India spends about Rs. 160,000 crore every year or roughly two percent of the country’s GDP on subsidies, all indirectly. For example, in fertilisers — which accounts for two thirds of total subsidies — the government fixes a low selling price and compensates the producers by paying the difference between the selling price and the actual production costs (plus a pre-decided profit margin) as subsidy.
The indirect subsidy has been blamed for benefiting big farmers more than the small and medium farmers, for whom the subsidy is intended. This is because bulk of the subsidised fertiliser is picked up by the rich farmers because the small and marginal farmers account for just 37 percent of the farm land. Indirect subsidy has also discouraged improvements in production processes since manufacturers have no incentive to increase efficiency.
The same argument can be extended to other segments, such as primary education. A recent report on the status of schools by Pratham, a non-government organisation that works in the education sector, paints a dismal picture of the sector. There is high teacher absenteeism and low standards of education. For many state-run schools, there is no incentive to improve, since funds come from the government, and there is little pressure from students.
Moreover, so far there has been no reliable system in place to identify and target the people who are most in need of subsidy.

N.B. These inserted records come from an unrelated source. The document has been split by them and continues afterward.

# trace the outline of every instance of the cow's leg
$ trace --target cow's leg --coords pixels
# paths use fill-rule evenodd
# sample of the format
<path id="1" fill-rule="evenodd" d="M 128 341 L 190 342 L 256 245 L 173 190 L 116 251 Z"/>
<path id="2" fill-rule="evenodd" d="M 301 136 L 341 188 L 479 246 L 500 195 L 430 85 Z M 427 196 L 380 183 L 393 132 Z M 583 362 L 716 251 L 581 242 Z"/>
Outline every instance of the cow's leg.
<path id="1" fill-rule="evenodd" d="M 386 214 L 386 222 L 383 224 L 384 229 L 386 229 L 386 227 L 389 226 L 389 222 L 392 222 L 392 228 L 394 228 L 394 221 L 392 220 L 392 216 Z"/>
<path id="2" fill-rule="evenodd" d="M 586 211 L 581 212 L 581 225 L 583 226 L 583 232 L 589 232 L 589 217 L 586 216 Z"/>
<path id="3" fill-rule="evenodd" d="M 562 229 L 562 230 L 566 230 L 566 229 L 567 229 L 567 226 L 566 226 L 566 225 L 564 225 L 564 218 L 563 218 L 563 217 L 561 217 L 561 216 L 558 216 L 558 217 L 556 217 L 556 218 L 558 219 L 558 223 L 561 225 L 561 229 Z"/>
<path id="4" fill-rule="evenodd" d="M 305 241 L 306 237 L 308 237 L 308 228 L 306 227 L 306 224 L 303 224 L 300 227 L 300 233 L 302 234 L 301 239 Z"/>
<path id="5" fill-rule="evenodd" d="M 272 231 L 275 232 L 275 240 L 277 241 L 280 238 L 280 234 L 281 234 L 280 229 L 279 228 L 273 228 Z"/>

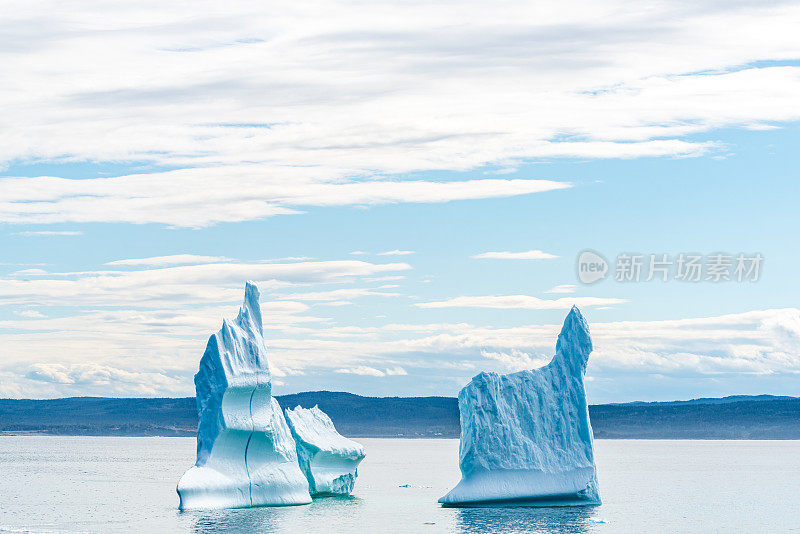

But with systems like the Unique Identity Number in place, it might be possible to get the benefit directly to the deserving and leave out unintended beneficiaries. This will also play a big part in bringing down India’s overall subsidy bill. For instance, according to industry estimates, the money spent on poor farmers could potentially come down to Rs. 37,000 crore from the current Rs. 100,000 crore.
There are multiple options to give direct subsidies — through food coupons, school vouchers and direct transfer of cash to beneficiaries’ bank accounts. The complexity is not so much in the transfer of funds, as it is in the identification of the beneficiaries.
Another advantage of cash subsidies is that it will free up the distribution system and allow the people who receive the subsidy to choose where they buy their goods from.
The idea of directly giving money to the poor is becoming popular among the development thinkers and policy makers. It’s already a part of policy in many parts of the world: Predominantly in Latin America where 16 countries have this practice, and also in other countries such as Jamaica, Philippines, Turkey and Indonesia.
The biggest and most cited of such programmes is Brazil’s Bolsa Familia. It started in 2001, with a programme aimed at education. It expanded in 2003 to include a range of services like food and fuel and now covers 2.6 million families in that country. The government transfers cash straight to a family, subject to conditions such as school attendance, nutritional monitoring, pre-natal and post-natal tests.